One argument is based on the position of the MCs within our overall immune system. MCs are positioned in the evolutionary tree as an ancient cell. Analysis of primitive organisms indicates that MCs’ existence preceded lymphocytes and other cells of the immune system (R. Stevens, personal communication). Thus, evolution has built up a useful immune network of redundant mechanisms, MCs probably being one of the first. Today, there is no question that MCs are somehow involved in the immune response, for example against parasites, although in this case, it is not the body’s only defense mechanism. The real question, then, is whether MCs are still necessary and essential as a protective shield in our Westernized societies, which show the highest prevalence for many inflammatory diseases such as asthma and MS. One could hypothesize precisely that because MCs are no longer needed to play a protective role, they now are dominant in orchestrating the inflammatory reactions leading to these diseases. In this scenario, MCs have become oversensitive to stimuli that would not have been capable to trigger an inflammatory cascade in the context of MCs fulfilling their protective role. This hypothesis would fit very well with the ‘hygiene hypothesis’ that has been proposed to support the increased incidence of atopy, eczema, asthma, MS, type I diabetes, inflammatory bowel diseases, and other inflammatory and autoimmune diseases (25, 26) in modern Western societies. In the hygiene hypothesis, it is the absence of stimuli from infectious agents that is thought to lead the immune system to overreact to small or harmless factors and even to attack ‘self’-cells.
I propose here that MCs are at the center of the hygiene hypothesis. This argument that MCs could be a determining factor in explaining the hygiene hypothesis has not yet been tested, and studies are needed to prove or disprove this point. However, it provides a framework to support a therapeutic strategy to target MCs in inflammatory diseases.
Another argument that supports MCs as good therapeutic targets comes from the clinical data obtained with some tyrosine kinase inhibitors, which are known to be potent MC inhibitors.

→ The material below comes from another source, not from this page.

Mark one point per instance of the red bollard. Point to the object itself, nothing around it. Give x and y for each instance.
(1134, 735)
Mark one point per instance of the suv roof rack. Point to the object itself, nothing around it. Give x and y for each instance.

One such a drug, imatinib mesylate, was designed primarily to inhibit the BCR-abl tyrosine kinase, and it is now the treatment of choice for chronic myelogenous leukemia. However, imatinib is also an inhibitor of the c-kit tyrosine kinase and of some of its mutations. As such, it is being used in gastrointestinal stromal tumors, a cancer in which juxtamembranous mutations of c-kit are considered the primary oncogenic event. It is also used off-label in many patients with c-kit-expressing solid tumors and has been used in treatment of rheumatoid arthritis. Through c-kit inhibition, imatinib is an inhibitor of MC survival and activation and is an inducer of MC apoptosis, both in vitro and in vivo. However, although many thousands of patients are being exposed chronically to the drug, side effects such as infections, which could be considered secondary to an immune deficit engendered by MC inhibition, have not been reported associated with the drug. This point is particularly remarkable because many of these patients are immunocompromised because of their disease status and treatment with other drugs. Thus, MC targeting in the context of c-kit inhibition does not appear to lead to immunodeficiency or to loss of immune protection.
In this article, I argue that MCs play an essential role in ‘orchestrating’ the inflammatory responses that are common in many inflammatory diseases. As such and in spite of their protective roles in some circumstances, MCs represent an attractive therapeutic target for the treatment of these diseases.